Benefit of Animal Model Qualification
The key benefit of the AMQP is that a qualified animal model may be used in IND or NDA/BLA submissions without FDA needing to reevaluate the qualification conclusion, thereby accelerating the drug development and review process, as long as the FDA concludes that the animal model is suitable for efficacy testing of the specific investigational drug that is the subject of the INR or NDA/BLA and the following criteria are met:
The study is conducted properly (e.g., all procedures and protocols specified in the context of use are followed).
The animal model is used for the qualified purpose (i.e., used within the context of use).
At the time of qualification, there is no new information that conflicts with the basis for qualification.

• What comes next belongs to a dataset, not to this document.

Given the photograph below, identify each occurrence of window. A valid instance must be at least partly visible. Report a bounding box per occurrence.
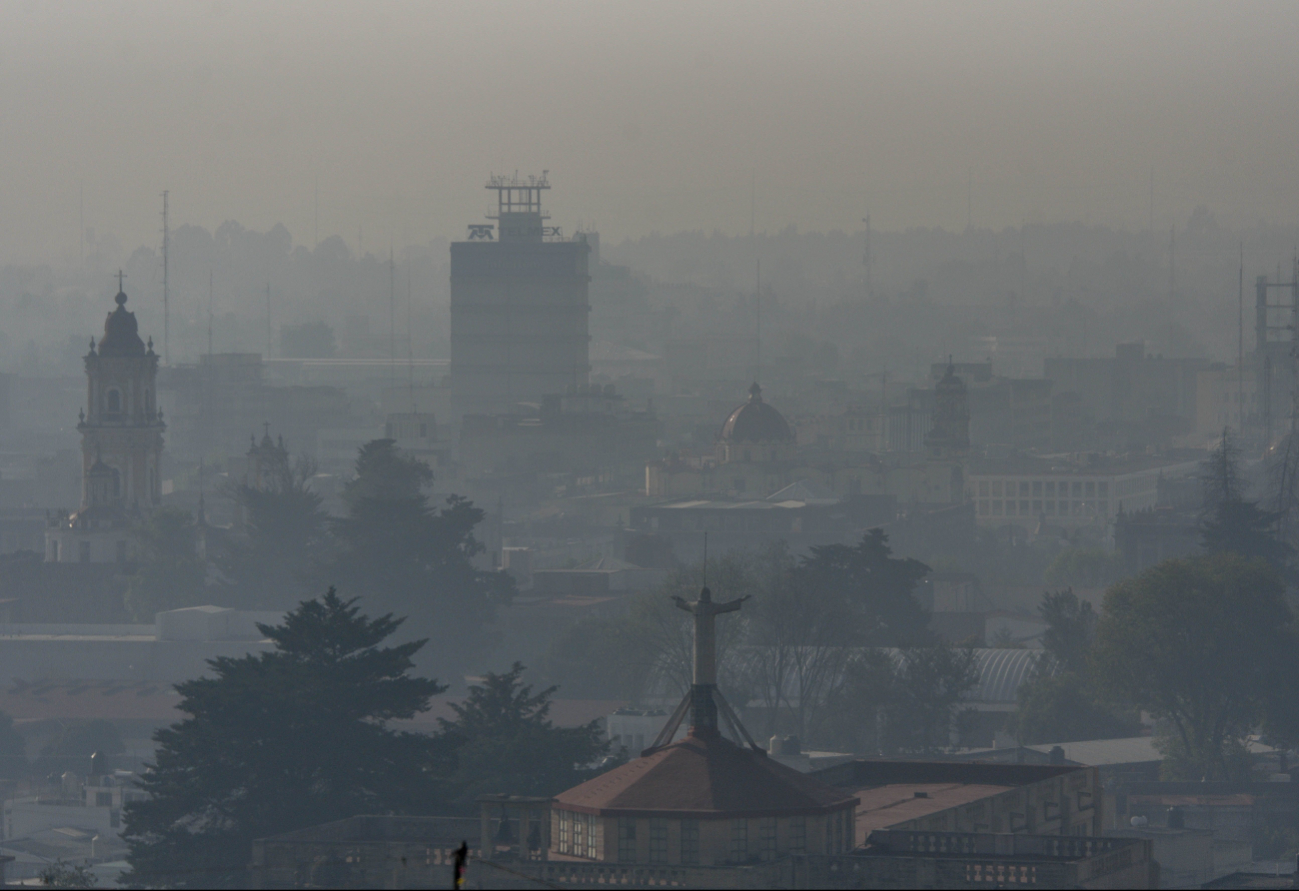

Another benefit is that the AMPQ offers Sponsors additional opportunity to interact with FDA at key stages throughout the drug development process.
Furthermore, because qualified animal models are product-independent, they have the potential to be used in multiple drug development programs targeting a particular disease thereby reducing redundancy and conserving resources.
Conclusions & Summary
The AMQP is well-established and there are numerous resources available for Applicants considering this procedure, including guidance documents published by FDA. Use of a qualified animal model is not a requirement for approval under the ‘Animal Rule’, however receiving qualification has a number of benefits, including the potential to reduce the time required for regulatory review and increased opportunity to interact with FDA.